Sales customer service coordinators work in nearly every industry, answering customer questions and resolving product issues. While some work in call-center environments, others work in office environments in tandem with a company’s sales force, forging long-term relationships with repeat customers. Additional tasks include taking purchase orders, collecting payments and processing product returns.
You don't need a college degree to be a sales customer service coordinator. In most instances, candidates must possess a high school diploma and a good disposition. Training usually takes place on the job. For anywhere from two weeks to several months, sales customer service coordinators learn about the company and the products and services sold. Training also covers the organization’s information and telecommunications systems as well as all policies, procedures and best practices for interacting with customers. Supplemental training occurs on an ongoing basis to update sales customer service coordinators on topics such as new product launches and changes in laws regulating the business.
Sales customer service coordinators who work in certain industries must obtain a license to practice. Coordinators who answer questions about insurance products, for example, can't work without a license. The same is true for those in the banking industry who support the sale of financial products, such as mutual funds and savings accounts. License requirements vary by state and industry. In most instances, however, applicants must successfully complete a written test.
Traits and Skills
Although a formal college education isn't necessary to become a sales customer services coordinator, employers value certain skills and personality traits. Perhaps the most important is strong communication skills. Sales customer service coordinators serve as the face of the company. Their demeanor sets the tone of a customer’s experience and can positively or negatively affect the potential for continued patronage. Good problem-solving skills are also paramount. When customer issues arise, sales customer service coordinators must investigate the situation and identify a solution that satisfies both the customer and company.

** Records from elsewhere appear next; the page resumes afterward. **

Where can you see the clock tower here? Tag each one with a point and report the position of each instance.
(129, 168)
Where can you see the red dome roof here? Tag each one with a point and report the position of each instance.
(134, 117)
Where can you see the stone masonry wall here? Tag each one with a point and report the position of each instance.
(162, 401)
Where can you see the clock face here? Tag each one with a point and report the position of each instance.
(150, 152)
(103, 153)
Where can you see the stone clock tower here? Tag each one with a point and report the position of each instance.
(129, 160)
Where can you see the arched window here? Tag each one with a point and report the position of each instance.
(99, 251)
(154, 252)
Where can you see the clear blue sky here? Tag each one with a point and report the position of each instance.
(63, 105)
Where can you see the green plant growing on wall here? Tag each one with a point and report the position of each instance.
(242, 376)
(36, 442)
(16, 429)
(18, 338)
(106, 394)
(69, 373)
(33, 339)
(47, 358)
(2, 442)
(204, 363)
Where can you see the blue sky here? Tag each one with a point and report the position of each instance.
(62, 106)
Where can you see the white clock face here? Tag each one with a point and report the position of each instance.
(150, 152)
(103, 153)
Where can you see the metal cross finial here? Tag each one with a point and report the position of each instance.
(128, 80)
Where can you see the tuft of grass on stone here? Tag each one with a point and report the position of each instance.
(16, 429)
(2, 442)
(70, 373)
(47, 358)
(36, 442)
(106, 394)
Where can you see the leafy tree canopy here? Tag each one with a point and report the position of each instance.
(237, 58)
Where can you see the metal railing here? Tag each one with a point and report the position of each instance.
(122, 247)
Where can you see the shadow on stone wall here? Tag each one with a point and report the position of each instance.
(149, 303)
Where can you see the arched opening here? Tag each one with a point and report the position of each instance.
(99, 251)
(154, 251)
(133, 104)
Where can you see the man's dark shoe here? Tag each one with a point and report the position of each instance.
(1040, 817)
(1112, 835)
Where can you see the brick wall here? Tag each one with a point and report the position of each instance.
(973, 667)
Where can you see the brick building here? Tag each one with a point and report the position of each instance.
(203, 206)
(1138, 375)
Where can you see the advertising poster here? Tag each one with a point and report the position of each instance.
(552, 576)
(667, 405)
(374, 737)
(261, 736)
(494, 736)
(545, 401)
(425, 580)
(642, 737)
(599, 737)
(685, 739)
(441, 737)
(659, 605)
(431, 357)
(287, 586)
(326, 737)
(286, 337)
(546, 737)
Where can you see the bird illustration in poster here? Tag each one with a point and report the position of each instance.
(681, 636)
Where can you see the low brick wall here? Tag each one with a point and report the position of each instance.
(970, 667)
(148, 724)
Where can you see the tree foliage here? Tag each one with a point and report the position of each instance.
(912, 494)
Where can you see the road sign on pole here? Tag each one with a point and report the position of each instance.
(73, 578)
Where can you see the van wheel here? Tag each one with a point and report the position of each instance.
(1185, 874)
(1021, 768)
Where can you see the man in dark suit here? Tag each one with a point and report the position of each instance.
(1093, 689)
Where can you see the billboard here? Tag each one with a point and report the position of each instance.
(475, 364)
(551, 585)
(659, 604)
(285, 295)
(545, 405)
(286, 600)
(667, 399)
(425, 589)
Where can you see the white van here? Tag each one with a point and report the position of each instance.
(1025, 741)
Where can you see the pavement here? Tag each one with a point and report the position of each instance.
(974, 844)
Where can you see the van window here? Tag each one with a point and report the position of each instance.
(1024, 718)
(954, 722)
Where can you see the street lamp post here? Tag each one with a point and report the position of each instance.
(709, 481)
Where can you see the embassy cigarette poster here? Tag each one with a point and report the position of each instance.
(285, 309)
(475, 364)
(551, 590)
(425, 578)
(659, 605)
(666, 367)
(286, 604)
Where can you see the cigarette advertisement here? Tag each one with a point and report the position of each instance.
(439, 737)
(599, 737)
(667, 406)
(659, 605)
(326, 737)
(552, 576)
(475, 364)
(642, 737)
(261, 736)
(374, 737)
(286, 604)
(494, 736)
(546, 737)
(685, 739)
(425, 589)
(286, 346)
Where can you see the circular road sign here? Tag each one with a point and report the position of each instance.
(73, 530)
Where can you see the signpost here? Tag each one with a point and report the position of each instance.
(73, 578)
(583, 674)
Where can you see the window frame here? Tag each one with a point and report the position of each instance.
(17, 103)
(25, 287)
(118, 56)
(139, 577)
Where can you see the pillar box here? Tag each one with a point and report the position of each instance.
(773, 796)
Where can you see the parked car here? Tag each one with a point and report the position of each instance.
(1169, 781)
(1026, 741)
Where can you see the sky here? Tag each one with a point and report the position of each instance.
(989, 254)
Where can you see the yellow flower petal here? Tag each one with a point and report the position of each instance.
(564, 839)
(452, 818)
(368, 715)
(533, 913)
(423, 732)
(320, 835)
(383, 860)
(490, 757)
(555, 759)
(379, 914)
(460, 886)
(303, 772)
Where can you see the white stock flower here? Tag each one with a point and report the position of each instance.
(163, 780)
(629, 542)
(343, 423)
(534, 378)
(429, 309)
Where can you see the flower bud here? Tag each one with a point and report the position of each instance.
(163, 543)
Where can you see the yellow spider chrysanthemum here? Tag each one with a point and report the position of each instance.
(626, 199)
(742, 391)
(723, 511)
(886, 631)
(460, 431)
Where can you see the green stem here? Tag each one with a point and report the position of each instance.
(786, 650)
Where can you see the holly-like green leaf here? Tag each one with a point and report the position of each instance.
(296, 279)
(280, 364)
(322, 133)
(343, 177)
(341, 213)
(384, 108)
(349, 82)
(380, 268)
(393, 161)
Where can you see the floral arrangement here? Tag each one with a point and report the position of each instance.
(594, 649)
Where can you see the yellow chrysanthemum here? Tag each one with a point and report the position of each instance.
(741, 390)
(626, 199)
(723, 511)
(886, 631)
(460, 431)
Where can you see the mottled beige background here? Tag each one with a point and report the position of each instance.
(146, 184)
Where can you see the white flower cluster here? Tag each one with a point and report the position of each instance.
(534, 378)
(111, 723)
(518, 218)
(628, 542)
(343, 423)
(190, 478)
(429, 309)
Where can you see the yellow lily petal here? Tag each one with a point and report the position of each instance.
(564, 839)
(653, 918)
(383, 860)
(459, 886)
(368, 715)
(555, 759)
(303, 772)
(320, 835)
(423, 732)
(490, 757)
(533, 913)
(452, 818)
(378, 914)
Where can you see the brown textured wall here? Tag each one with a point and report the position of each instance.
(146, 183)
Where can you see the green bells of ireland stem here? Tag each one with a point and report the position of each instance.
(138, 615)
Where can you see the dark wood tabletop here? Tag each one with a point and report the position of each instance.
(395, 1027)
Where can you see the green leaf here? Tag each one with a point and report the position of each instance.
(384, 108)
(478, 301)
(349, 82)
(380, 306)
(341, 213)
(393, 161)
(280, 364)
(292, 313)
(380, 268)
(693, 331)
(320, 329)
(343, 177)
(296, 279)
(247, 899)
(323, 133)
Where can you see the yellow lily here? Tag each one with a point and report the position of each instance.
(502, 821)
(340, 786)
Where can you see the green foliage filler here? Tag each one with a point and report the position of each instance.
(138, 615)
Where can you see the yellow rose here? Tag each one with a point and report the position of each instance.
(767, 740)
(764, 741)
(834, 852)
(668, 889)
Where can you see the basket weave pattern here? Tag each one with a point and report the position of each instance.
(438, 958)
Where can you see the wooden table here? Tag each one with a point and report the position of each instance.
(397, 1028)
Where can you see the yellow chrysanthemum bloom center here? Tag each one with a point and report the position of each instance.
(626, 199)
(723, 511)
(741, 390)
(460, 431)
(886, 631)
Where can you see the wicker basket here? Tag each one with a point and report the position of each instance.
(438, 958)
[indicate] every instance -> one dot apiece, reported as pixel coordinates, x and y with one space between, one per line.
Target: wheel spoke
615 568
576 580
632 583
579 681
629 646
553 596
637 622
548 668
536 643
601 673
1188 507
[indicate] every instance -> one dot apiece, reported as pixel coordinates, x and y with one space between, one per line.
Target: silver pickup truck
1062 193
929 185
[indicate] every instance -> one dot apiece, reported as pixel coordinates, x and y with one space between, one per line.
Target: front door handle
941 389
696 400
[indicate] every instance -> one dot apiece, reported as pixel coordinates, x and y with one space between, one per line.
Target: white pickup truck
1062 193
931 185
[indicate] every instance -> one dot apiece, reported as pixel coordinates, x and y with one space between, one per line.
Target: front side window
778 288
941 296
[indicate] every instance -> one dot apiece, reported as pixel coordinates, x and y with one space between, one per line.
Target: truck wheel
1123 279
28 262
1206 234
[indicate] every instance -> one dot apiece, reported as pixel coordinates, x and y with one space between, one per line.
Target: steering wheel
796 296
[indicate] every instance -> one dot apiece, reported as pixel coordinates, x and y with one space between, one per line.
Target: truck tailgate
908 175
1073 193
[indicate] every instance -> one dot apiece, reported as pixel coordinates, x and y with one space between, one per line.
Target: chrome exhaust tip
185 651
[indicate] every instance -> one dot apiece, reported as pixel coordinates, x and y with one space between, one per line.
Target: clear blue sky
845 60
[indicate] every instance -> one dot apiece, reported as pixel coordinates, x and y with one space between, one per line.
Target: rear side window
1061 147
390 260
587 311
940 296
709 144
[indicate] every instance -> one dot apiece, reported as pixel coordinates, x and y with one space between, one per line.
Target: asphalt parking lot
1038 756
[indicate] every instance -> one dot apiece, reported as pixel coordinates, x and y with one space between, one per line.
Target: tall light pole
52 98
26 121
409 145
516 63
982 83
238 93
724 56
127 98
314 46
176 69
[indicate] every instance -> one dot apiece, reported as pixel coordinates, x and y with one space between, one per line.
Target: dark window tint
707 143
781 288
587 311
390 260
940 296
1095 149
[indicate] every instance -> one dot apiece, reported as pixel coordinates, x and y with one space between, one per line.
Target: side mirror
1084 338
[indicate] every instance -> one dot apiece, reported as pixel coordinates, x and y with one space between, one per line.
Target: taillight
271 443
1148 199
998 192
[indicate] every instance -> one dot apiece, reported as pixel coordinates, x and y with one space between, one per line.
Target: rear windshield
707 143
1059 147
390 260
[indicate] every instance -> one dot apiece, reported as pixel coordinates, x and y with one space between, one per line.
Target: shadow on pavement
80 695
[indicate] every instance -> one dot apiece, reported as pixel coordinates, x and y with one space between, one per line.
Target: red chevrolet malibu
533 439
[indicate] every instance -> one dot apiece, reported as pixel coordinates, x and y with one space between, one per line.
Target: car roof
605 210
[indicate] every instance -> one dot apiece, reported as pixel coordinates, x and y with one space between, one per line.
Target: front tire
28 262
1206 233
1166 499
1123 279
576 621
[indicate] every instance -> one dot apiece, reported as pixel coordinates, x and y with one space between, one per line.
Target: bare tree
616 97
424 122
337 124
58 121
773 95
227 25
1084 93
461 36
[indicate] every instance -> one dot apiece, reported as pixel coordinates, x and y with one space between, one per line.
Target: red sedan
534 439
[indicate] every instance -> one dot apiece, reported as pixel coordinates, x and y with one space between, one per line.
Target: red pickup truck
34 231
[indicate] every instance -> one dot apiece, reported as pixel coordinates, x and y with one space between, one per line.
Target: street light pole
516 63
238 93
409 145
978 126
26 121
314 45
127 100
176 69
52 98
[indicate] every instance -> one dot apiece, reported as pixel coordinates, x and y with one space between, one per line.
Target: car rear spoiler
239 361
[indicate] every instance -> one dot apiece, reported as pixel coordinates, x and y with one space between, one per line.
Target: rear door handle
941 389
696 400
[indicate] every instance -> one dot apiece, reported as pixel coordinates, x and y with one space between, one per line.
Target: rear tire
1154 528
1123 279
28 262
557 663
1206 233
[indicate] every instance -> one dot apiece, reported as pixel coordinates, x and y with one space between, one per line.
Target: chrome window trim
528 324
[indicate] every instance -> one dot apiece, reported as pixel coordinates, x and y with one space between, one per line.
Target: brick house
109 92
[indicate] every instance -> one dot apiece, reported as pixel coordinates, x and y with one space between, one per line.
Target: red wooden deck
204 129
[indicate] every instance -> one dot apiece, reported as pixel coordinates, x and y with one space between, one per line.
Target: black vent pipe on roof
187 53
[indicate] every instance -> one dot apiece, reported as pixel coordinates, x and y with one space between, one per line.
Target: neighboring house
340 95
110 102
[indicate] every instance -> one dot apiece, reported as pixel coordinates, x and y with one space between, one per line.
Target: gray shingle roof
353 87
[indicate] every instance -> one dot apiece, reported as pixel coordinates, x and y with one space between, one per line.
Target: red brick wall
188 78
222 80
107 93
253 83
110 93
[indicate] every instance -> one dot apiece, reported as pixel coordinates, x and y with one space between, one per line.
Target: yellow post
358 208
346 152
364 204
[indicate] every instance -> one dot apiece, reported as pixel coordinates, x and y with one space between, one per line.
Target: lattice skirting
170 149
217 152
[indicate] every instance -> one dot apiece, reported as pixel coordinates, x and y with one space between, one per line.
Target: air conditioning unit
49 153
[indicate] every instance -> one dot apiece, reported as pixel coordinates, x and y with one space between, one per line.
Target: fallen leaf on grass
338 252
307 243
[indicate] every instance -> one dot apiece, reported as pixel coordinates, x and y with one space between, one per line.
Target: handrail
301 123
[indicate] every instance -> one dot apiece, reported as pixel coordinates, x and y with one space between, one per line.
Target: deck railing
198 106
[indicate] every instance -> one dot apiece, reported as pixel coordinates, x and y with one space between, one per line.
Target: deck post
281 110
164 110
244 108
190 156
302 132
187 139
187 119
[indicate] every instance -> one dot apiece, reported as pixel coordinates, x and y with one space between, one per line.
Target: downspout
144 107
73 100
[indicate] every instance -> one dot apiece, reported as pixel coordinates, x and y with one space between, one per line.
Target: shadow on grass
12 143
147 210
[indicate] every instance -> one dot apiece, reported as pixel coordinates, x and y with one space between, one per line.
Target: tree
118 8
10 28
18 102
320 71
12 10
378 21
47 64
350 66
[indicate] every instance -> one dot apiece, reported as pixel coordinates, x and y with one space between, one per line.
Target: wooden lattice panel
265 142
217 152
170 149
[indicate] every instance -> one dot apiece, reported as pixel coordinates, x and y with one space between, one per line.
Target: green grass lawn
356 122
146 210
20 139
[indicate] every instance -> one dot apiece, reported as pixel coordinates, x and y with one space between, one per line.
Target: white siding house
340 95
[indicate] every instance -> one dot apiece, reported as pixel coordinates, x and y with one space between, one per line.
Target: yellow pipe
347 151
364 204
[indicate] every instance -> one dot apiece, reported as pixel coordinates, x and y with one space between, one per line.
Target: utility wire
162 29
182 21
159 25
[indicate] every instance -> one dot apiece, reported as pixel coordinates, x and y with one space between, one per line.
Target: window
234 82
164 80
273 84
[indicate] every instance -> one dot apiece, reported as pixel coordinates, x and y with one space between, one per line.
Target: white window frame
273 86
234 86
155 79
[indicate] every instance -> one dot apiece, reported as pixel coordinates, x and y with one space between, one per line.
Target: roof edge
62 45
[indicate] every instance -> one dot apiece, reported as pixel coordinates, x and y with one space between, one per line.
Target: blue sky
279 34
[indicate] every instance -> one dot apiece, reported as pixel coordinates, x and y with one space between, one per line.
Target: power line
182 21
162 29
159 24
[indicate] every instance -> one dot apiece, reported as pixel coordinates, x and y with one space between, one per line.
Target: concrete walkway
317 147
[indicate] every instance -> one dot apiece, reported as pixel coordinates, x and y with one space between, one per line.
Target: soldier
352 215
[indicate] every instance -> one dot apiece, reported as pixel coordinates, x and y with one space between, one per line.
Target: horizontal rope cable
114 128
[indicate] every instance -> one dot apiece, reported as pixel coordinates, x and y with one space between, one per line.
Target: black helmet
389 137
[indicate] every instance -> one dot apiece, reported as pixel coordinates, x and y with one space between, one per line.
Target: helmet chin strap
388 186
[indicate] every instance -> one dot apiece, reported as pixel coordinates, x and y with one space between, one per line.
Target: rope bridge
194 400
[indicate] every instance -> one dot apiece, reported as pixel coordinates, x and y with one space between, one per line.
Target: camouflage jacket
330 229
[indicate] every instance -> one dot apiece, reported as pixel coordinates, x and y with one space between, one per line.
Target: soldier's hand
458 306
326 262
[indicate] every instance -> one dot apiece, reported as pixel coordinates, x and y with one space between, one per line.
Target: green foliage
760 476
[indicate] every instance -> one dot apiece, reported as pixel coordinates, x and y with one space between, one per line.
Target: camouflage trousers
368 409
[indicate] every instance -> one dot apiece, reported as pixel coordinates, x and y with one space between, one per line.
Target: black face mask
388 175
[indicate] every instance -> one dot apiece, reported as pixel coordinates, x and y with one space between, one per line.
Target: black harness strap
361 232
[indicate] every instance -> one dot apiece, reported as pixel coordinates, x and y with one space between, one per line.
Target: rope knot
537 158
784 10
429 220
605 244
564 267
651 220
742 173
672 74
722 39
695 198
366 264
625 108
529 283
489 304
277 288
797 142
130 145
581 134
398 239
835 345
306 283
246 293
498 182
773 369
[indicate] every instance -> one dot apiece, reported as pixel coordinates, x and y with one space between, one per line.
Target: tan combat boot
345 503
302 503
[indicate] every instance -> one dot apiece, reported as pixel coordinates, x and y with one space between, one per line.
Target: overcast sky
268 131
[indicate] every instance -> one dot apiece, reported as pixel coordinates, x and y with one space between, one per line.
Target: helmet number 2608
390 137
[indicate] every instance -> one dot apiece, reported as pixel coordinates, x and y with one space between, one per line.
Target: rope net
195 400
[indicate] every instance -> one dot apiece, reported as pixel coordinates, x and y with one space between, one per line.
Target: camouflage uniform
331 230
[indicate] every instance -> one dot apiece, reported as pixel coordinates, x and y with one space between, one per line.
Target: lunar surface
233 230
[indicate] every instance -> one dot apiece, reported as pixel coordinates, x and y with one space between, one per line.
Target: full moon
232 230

The U.S. Bureau of Labor Statistics expects employment in this occupation to increase by 15 percent through 2020, mainly because of increased use of technology, such as social media and live chat, by customers looking for product support. More sales customer service coordinators will be necessary to interact with customers via these means, resulting in greater competition for quality job candidates. This will lead to higher pay and greater advancement potential for those in the field.